The U.S. Department of Energy must do a better job of addressing power grid cybersecurity risks, the U.S. Government Accountability Office said in a report released Tuesday.
The U.S. grid’s distribution system, which carries electricity from transmission systems to consumers and is regulated primarily by states, is increasingly at risk from cyberattacks, said the GAO report, which is the third in a series of four reports on the key areas of cybersecurity the federal government must address address this asap.
“Distribution systems are becoming increasingly vulnerable, in part due to the increasing connectivity of industrial control systems,” the report says. “As a result, threat actors can use multiple techniques to access these systems and potentially disrupt operations.”;
Because of this, it says, threat actors can use multiple techniques to access these systems and potentially disrupt operations.
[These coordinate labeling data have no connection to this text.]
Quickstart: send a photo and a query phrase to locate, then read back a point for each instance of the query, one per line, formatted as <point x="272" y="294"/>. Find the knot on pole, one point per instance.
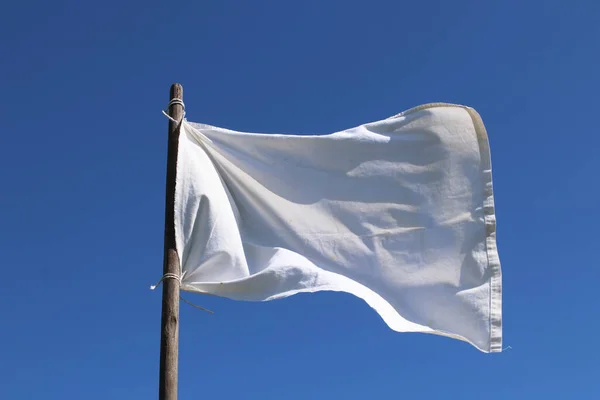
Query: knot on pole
<point x="168" y="275"/>
<point x="172" y="103"/>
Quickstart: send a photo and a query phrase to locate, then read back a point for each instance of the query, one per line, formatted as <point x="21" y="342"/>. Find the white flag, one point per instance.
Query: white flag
<point x="398" y="212"/>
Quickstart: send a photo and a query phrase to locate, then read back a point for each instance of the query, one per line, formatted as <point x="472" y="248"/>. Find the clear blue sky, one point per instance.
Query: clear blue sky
<point x="82" y="167"/>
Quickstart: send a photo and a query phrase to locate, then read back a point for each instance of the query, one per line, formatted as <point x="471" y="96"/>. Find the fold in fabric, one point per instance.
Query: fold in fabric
<point x="399" y="212"/>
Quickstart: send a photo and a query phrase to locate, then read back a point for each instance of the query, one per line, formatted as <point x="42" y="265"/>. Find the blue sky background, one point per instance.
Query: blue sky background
<point x="82" y="167"/>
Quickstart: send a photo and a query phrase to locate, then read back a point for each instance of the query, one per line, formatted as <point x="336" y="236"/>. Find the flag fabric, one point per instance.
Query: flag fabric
<point x="398" y="212"/>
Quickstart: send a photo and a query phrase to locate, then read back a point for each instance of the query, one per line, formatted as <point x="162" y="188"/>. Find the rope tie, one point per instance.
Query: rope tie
<point x="172" y="103"/>
<point x="168" y="275"/>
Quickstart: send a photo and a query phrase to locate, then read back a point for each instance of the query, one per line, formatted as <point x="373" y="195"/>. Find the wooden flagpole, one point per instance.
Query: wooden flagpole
<point x="169" y="339"/>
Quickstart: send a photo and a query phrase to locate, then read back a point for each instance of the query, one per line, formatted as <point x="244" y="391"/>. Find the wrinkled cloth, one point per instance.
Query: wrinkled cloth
<point x="399" y="212"/>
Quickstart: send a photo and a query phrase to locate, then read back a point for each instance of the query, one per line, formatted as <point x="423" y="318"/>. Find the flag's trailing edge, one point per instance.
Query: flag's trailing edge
<point x="399" y="212"/>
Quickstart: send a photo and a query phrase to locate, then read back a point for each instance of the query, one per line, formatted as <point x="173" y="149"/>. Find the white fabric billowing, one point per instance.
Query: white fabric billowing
<point x="398" y="212"/>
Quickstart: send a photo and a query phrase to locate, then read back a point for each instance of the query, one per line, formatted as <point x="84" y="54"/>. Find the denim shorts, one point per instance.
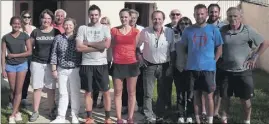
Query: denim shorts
<point x="17" y="68"/>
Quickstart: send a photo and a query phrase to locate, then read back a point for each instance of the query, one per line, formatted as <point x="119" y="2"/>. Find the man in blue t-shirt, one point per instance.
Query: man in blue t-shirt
<point x="204" y="44"/>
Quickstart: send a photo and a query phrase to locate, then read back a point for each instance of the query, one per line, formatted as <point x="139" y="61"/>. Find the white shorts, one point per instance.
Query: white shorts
<point x="41" y="75"/>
The report says the Energy Department agreed to a March 2021 GAO recommendation that it coordinate with the Department of Homeland Security, states and industry to more fully address this risk, but had not done so by December 2022.
Other cyber security risks that require more attention, according to the report, are primary schools, the communications sector and oil and gas infrastructure.
It also says the Departments of Homeland Security and Justice should improve interagency coordination against ransomware threats and DHS’s Cybersecurity and Infrastructure Agency is needed to engage stakeholders and document strategies and goals.